Two key factors affecting how well a company performs after bringing in outside marketers are strategy and fit. And, it certainly helps if, for one reason or another, the competition essentially gets out of the way, a scenario that, for example, is a plus for Ford, while GM, Chrysler and Toyota are addressing their major bailout or recall challenges.
But, fit takes various forms. One way poor fit hampers success is if newly recruited senior marketing executives fail to develop effective relationships with others in the organization. How well newly recruited marketing executives fit also depends upon whether they can effectively steer marketing in directions that are strategically right for the business. The odds for successful results are stacked against newly recruited marketing executives whose experience, expertise and tendencies lean toward what lacks strategic fit with the business.
As I emphasized in previous reports and articles, the right strategy is critical for a company's success. This applies both within marketing and beyond marketing. And, it impacts whether a newly recruited marketing executive will be able to successfully reverse market share declines.
Furthermore, more and more research clarifying what drives success is now becoming available to help guide development of the right strategy. The research ranges from my Winning MovesŪ system, which identifies patterns associated with success, to findings by various prominent academics and consultants. As all this knowledge is currently crystallizing, strategies that effectively reflect the knowledge can foster success.

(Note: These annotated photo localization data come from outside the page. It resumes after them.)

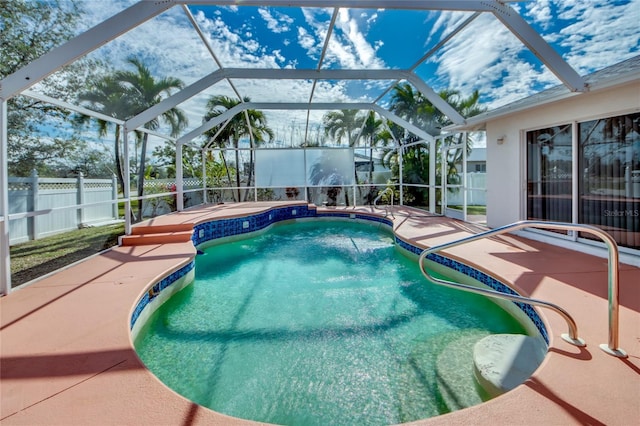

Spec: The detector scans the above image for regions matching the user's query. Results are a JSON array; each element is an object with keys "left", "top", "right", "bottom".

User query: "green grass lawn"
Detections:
[
  {"left": 447, "top": 205, "right": 487, "bottom": 215},
  {"left": 9, "top": 223, "right": 125, "bottom": 288}
]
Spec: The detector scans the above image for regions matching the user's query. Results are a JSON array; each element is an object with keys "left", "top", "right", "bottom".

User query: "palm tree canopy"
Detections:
[
  {"left": 389, "top": 84, "right": 486, "bottom": 136},
  {"left": 114, "top": 56, "right": 188, "bottom": 137},
  {"left": 204, "top": 95, "right": 274, "bottom": 147},
  {"left": 76, "top": 76, "right": 134, "bottom": 134},
  {"left": 357, "top": 111, "right": 384, "bottom": 144},
  {"left": 323, "top": 109, "right": 363, "bottom": 146}
]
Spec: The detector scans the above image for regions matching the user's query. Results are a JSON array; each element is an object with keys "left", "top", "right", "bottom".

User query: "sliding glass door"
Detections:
[
  {"left": 579, "top": 113, "right": 640, "bottom": 249},
  {"left": 526, "top": 113, "right": 639, "bottom": 250},
  {"left": 526, "top": 124, "right": 573, "bottom": 225}
]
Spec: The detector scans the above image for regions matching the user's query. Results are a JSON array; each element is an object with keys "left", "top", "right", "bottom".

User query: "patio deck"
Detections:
[{"left": 1, "top": 202, "right": 639, "bottom": 425}]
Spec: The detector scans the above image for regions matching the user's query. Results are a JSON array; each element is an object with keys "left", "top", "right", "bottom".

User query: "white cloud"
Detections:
[
  {"left": 194, "top": 11, "right": 285, "bottom": 68},
  {"left": 525, "top": 0, "right": 553, "bottom": 30},
  {"left": 258, "top": 7, "right": 294, "bottom": 33},
  {"left": 554, "top": 0, "right": 640, "bottom": 73},
  {"left": 428, "top": 12, "right": 557, "bottom": 109},
  {"left": 273, "top": 49, "right": 286, "bottom": 64},
  {"left": 297, "top": 26, "right": 318, "bottom": 54},
  {"left": 427, "top": 11, "right": 476, "bottom": 44},
  {"left": 297, "top": 7, "right": 385, "bottom": 69},
  {"left": 427, "top": 0, "right": 639, "bottom": 110},
  {"left": 335, "top": 9, "right": 380, "bottom": 68},
  {"left": 38, "top": 1, "right": 640, "bottom": 145}
]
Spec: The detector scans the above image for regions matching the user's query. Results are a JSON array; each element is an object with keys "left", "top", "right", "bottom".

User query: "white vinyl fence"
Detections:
[
  {"left": 446, "top": 172, "right": 487, "bottom": 206},
  {"left": 140, "top": 178, "right": 204, "bottom": 217},
  {"left": 8, "top": 171, "right": 119, "bottom": 244}
]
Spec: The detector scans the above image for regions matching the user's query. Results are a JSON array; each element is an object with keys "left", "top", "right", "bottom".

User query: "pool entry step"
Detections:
[
  {"left": 120, "top": 223, "right": 194, "bottom": 246},
  {"left": 473, "top": 334, "right": 547, "bottom": 398}
]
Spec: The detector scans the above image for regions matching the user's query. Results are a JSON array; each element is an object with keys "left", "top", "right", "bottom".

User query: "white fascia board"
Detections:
[
  {"left": 404, "top": 72, "right": 466, "bottom": 125},
  {"left": 0, "top": 1, "right": 174, "bottom": 100},
  {"left": 490, "top": 2, "right": 587, "bottom": 92},
  {"left": 126, "top": 69, "right": 227, "bottom": 130},
  {"left": 446, "top": 90, "right": 580, "bottom": 132},
  {"left": 180, "top": 0, "right": 499, "bottom": 11}
]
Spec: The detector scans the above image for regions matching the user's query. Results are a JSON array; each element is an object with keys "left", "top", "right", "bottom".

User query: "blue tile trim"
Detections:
[
  {"left": 132, "top": 205, "right": 547, "bottom": 343},
  {"left": 192, "top": 205, "right": 318, "bottom": 246},
  {"left": 192, "top": 206, "right": 394, "bottom": 246},
  {"left": 130, "top": 260, "right": 194, "bottom": 330},
  {"left": 396, "top": 235, "right": 549, "bottom": 343}
]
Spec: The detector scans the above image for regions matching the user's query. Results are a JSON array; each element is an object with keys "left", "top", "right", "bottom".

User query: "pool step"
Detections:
[
  {"left": 120, "top": 223, "right": 194, "bottom": 246},
  {"left": 472, "top": 334, "right": 546, "bottom": 398},
  {"left": 130, "top": 223, "right": 193, "bottom": 235}
]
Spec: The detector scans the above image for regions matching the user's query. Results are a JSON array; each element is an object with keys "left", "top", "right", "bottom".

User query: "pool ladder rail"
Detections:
[
  {"left": 418, "top": 220, "right": 627, "bottom": 358},
  {"left": 373, "top": 187, "right": 395, "bottom": 218}
]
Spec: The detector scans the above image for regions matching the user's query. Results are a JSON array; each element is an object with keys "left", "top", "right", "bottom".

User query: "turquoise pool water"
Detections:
[{"left": 135, "top": 220, "right": 527, "bottom": 425}]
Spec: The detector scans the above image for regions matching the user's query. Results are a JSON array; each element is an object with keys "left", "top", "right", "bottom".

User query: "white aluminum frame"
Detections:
[{"left": 0, "top": 0, "right": 588, "bottom": 293}]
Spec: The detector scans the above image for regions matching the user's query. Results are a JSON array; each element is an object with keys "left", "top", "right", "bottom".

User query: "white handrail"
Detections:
[{"left": 418, "top": 220, "right": 627, "bottom": 358}]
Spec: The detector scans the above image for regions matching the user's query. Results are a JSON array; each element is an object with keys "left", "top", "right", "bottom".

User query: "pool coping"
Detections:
[{"left": 1, "top": 201, "right": 639, "bottom": 425}]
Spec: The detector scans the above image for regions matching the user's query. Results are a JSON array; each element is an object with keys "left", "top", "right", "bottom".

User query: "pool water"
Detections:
[{"left": 135, "top": 220, "right": 528, "bottom": 425}]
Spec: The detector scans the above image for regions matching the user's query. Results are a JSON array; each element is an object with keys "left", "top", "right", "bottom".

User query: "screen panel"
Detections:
[{"left": 255, "top": 149, "right": 306, "bottom": 187}]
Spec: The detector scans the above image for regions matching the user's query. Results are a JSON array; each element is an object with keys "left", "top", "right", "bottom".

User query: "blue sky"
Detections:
[{"left": 39, "top": 0, "right": 640, "bottom": 146}]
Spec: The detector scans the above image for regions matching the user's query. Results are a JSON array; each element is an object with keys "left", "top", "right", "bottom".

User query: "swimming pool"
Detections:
[{"left": 134, "top": 219, "right": 533, "bottom": 425}]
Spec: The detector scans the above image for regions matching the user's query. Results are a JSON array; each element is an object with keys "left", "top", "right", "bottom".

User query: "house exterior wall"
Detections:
[{"left": 486, "top": 80, "right": 640, "bottom": 230}]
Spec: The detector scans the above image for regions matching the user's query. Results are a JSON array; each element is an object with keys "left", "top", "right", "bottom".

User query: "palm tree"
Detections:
[
  {"left": 323, "top": 109, "right": 363, "bottom": 146},
  {"left": 76, "top": 76, "right": 135, "bottom": 201},
  {"left": 386, "top": 85, "right": 487, "bottom": 207},
  {"left": 357, "top": 111, "right": 392, "bottom": 204},
  {"left": 438, "top": 89, "right": 485, "bottom": 171},
  {"left": 204, "top": 95, "right": 273, "bottom": 202},
  {"left": 322, "top": 109, "right": 367, "bottom": 205},
  {"left": 358, "top": 111, "right": 385, "bottom": 181},
  {"left": 389, "top": 83, "right": 424, "bottom": 127},
  {"left": 114, "top": 57, "right": 187, "bottom": 219}
]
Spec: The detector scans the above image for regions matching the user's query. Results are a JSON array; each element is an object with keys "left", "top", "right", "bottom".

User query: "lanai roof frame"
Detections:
[{"left": 0, "top": 0, "right": 594, "bottom": 294}]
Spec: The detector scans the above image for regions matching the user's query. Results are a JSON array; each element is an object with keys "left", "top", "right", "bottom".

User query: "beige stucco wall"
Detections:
[{"left": 485, "top": 80, "right": 640, "bottom": 229}]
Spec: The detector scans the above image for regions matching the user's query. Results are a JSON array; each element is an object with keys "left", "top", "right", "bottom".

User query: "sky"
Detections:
[{"left": 36, "top": 0, "right": 640, "bottom": 149}]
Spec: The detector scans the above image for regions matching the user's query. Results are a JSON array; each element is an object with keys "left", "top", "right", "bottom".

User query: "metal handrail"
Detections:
[
  {"left": 373, "top": 187, "right": 394, "bottom": 218},
  {"left": 417, "top": 220, "right": 627, "bottom": 358}
]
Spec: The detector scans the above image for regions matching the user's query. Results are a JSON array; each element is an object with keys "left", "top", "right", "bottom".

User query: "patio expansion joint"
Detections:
[{"left": 0, "top": 359, "right": 129, "bottom": 422}]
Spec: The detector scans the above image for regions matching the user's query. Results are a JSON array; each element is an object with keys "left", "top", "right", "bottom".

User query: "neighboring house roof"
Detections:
[
  {"left": 354, "top": 150, "right": 385, "bottom": 162},
  {"left": 446, "top": 54, "right": 640, "bottom": 132},
  {"left": 466, "top": 147, "right": 486, "bottom": 162}
]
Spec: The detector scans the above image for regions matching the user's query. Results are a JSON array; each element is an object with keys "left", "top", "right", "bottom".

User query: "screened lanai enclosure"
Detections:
[{"left": 2, "top": 0, "right": 638, "bottom": 294}]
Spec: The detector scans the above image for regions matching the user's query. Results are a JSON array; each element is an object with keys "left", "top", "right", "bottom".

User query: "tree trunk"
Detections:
[
  {"left": 219, "top": 151, "right": 233, "bottom": 200},
  {"left": 368, "top": 139, "right": 375, "bottom": 205},
  {"left": 114, "top": 125, "right": 136, "bottom": 223},
  {"left": 244, "top": 148, "right": 254, "bottom": 202},
  {"left": 234, "top": 145, "right": 241, "bottom": 202},
  {"left": 114, "top": 126, "right": 126, "bottom": 195},
  {"left": 137, "top": 133, "right": 149, "bottom": 219}
]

Yet, successful strategy must go beyond marketing and be integrated into other areas throughout the organization--such as operations, engineering, customer service, etc. The whole organization working together in support of the strategy can create an environment where marketing's efforts to increase market share are less likely to derail.
Thus, if the organization overall--i.e., the broader organization beyond marketing such as the company, division or line of business--already has a solid strategy, marketing's efforts should support that strategy. This helps the overall organization work more cohesively toward greater success.
On the other hand, if the broader organization lacks a sound strategy, it can be far more challenging for the newly recruited marketing executive to reverse market share declines. When a broader strategy is lacking, it may or may not be possible for the marketing executive to take a leadership role by exerting influence beyond marketing to successfully help shape the broader organization's strategy. But, lack of or weakness in a broader strategy can adversely impact the outcome of efforts to reverse market share declines.
In conclusion, a newly recruited marketing executive's efforts to reverse market share declines do not take place in a vacuum. Critical factors like strategy and fit, factors that extend well beyond marketing, can greatly impact market share outcomes.